I hope it makes sense.
Upvotes: 1
Reputation: 3669
Treating the operation lexicographically:
#lang racket
(define (lexicographic-reverse x)
(string->number
(list->string
(reverse
(string->list
(number->string x))))))
Works[1] for any of Racket's numerical types.
[edit 1] "Works," I realized, is context dependent and with a bit of testing shows the implicit assumptions of the operation. My naive lexicographic approach makes a mess of negative integers, e.g. (lexicographic-reverse -47) will produce an error.
However, getting an error rather than -74 might be better when if I am reversing numbers for lexicographic reasons rather than numerical ones because it illuminates the fact that the definition of "reversing a number" is arbitrary.
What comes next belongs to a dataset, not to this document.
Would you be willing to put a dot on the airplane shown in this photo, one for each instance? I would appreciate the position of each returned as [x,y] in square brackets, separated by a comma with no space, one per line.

The reverse of 47 could just as well be -74 as 74 because reversing is not a mathematical concept - even though it might remind me of XOR permutation.
How the sign is handled is by a particular reversing function is arbitrary.
#lang racket
;; Reversing a number retains the sign
(define (arbitrary1 x)
(define (f n)
(string->number
(list->string
(reverse
(string->list
(number->string n))))))
(if (>= x 0)
(f x)
(- (f (abs x)))))
;; Reversing a number reverses the sign
(define (arbitrary2 x)
(define (f n)
(string->number
(list->string
(reverse
(string->list
(number->string n))))))
(if (>= x 0)
(- (f x))
(f (abs x))))
The same considerations extend to Racket's other numerical type notations; decisions about reversing exact, inexact, complex, are likewise arbitrary - e.g. what is the reverse of IEEE +inf.0 or +nan.0?
Upvotes: 5
Reputation: 48775
A R6RS version (will work with R7RS with a little effort)
#!r6rs
(import (rnrs)
(srfi :8))
(define (numeric-reverse n)
(let loop ((acc 0) (n n))
(if (zero? n)
acc
(receive (q r) (div-and-mod n 10)
(loop (+ (* acc 10) r) q)))))
A Racket implementation:
#!racket
(require srfi/8)
(define (numeric-reverse n)
(let loop ((acc 0) (n n))
(if (zero? n)
acc
(receive (q r) (quotient/remainder n 10)
(loop (+ (* acc 10) r) q)))))
Upvotes: 0
Reputation: 85913
The division operator / doesn't do integer division, but general division, so when you call, e.g., (/ 25 2), you don't get 12 or 13, but rather the rational 25/2. I think you'd want quotient instead, about which the documentation has:
procedure (quotient n m) → integer? n : integer? m : integer?Returns
(truncate (/ n m)). Examples:> (quotient 10 3) 3 > (quotient -10.0 3) -3.0 > (quotient +inf.0 3) quotient: contract violation expected: integer? given: +inf.0 argument position: 1st other arguments...: 3
Upvotes: 8